Cette analyse des mécanismes de construction de l'e-réputation sur Twitter à travers les pratiques instrumentalisées de professionnels de la visibilité doit être poursuivie. Il est ainsi possible d'approfondir l'étude de la circulation de la réputation entre dispositifs du Web social ; entre la présence en ligne et des actions hors-ligne. Cette analyse partirait du constat qu'il est de plus en plus difficile de séparer réputation et visibilité ainsi que autorité et popularité. Pour répondre à cet objectif, la prise en compte des spécificités des plates-formes du Web social semble essentielle ainsi que les notions de « capital de visibilité », de fragilité de l'e-réputation ; de médiations de l'e-réputation en prenant en compte les institutions proposant des mécanismes d'évaluation de la réputation, les méthodes et les calculs, les formats sémiotiques aboutissant à la proposition d'un classement.

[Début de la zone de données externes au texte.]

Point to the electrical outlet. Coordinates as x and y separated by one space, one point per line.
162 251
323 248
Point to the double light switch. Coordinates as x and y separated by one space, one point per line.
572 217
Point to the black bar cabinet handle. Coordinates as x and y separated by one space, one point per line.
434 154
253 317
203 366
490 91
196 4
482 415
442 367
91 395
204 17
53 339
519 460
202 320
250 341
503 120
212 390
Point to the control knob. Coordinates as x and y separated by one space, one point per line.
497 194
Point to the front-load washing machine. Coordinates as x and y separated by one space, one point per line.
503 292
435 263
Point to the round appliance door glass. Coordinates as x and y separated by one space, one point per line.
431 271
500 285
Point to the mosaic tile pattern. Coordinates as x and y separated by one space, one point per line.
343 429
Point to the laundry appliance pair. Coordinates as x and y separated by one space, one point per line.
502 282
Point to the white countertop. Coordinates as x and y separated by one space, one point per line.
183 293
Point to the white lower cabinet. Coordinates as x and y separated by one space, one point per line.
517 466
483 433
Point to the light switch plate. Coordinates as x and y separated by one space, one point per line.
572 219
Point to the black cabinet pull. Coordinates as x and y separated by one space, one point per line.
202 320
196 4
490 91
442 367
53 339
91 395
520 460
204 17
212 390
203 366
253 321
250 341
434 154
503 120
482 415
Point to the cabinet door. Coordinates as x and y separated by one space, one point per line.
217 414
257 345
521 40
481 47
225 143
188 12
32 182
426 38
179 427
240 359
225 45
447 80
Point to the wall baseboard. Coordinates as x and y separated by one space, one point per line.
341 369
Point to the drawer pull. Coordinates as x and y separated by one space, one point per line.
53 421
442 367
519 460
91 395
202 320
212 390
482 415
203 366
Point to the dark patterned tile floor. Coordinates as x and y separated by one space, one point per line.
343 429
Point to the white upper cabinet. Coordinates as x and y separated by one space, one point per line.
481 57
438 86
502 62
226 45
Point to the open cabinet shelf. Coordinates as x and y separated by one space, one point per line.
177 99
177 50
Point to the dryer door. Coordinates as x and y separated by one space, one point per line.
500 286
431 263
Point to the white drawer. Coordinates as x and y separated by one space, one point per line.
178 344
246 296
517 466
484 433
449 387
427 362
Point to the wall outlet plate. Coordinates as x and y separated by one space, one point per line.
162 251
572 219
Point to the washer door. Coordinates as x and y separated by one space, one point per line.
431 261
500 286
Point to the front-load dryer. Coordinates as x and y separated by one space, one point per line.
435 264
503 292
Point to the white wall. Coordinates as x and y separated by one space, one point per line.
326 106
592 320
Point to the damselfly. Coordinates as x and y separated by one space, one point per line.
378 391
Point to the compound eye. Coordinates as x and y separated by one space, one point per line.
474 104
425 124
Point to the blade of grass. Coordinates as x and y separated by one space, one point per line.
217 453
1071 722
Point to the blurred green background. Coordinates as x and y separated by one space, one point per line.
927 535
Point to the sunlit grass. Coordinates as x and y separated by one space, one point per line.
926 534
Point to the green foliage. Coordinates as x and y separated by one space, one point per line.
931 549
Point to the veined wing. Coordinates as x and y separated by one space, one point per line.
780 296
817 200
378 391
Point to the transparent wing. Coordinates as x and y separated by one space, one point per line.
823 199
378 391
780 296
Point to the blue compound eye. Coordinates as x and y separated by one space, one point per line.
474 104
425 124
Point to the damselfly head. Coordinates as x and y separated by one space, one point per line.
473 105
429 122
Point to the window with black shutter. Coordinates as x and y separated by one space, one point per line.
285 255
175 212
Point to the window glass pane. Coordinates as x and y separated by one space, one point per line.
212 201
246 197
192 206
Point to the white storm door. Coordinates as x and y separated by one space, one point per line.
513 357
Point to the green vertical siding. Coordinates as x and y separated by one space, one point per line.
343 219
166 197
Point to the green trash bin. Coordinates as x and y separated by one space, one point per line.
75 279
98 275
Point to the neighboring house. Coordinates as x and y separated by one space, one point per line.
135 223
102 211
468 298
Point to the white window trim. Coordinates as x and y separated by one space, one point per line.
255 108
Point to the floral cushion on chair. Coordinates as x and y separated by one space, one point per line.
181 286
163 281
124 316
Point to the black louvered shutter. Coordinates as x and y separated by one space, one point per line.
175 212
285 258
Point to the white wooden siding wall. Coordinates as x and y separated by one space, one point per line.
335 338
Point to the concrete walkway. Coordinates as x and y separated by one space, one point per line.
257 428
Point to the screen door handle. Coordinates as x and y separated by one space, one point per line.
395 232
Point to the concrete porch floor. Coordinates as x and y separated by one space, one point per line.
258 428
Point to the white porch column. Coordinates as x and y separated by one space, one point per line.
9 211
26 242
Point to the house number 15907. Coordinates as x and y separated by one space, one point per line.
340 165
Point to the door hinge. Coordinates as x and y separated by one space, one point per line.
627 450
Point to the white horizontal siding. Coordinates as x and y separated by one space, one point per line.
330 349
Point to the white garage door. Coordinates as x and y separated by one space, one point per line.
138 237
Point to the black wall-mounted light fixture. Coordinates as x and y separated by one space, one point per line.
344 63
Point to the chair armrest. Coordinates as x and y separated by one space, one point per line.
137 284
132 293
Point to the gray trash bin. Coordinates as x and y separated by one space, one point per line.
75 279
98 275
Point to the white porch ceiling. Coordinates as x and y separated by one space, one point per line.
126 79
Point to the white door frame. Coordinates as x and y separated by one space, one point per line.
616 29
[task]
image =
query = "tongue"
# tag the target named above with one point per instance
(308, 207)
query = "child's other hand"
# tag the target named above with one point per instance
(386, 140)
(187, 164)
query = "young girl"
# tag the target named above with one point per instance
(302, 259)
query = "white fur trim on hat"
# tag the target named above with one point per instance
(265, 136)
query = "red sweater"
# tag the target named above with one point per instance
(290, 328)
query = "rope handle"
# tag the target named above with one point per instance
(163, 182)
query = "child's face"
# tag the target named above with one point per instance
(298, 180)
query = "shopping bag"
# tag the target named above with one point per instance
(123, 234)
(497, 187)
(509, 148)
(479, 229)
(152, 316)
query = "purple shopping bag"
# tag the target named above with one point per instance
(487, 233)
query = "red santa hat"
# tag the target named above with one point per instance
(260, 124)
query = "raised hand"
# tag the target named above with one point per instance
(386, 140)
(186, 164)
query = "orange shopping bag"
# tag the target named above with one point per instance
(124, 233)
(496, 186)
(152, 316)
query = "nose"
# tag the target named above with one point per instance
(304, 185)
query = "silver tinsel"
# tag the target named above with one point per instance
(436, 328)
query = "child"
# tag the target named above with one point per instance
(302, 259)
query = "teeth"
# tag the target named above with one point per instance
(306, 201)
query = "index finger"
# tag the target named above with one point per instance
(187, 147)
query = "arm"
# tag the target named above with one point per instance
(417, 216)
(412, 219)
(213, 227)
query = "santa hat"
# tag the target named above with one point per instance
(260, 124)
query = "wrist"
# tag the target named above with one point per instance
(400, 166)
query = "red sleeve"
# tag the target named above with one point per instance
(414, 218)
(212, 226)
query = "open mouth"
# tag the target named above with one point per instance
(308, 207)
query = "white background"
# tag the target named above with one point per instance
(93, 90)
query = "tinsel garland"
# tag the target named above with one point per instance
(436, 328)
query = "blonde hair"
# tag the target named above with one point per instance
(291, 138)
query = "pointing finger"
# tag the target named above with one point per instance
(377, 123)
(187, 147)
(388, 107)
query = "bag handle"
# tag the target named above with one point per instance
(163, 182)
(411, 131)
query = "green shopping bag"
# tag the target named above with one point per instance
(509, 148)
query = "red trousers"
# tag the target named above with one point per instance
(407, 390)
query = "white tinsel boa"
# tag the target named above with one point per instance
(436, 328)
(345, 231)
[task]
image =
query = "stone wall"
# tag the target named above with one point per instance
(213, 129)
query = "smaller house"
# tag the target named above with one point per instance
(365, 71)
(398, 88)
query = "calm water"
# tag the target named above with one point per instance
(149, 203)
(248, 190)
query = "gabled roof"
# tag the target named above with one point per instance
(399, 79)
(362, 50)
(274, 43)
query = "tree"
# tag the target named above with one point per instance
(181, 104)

Il apparaît également important de saisir qu'il est difficile d'animer une présence en ligne sur plusieurs plates-formes en même temps. La synchronisation des comptes n'est pas une solution perçue comme efficace car ne répondant pas aux attentes différentes des usagers selon les plates-formes. Une analyse en termes de filiation d'usages permettrait également de mesurer la place de Twitter dans le partage de contenus et notamment dans celui des résultats de veille avec d'autres dispositifs antérieurs tels que les forums et les blogs. Ce travail à réaliser viserait à analyser les schèmes d'articulation (complémentarité, concurrence, interdépendance, solidarité, dissonance etc.) entre dispositifs.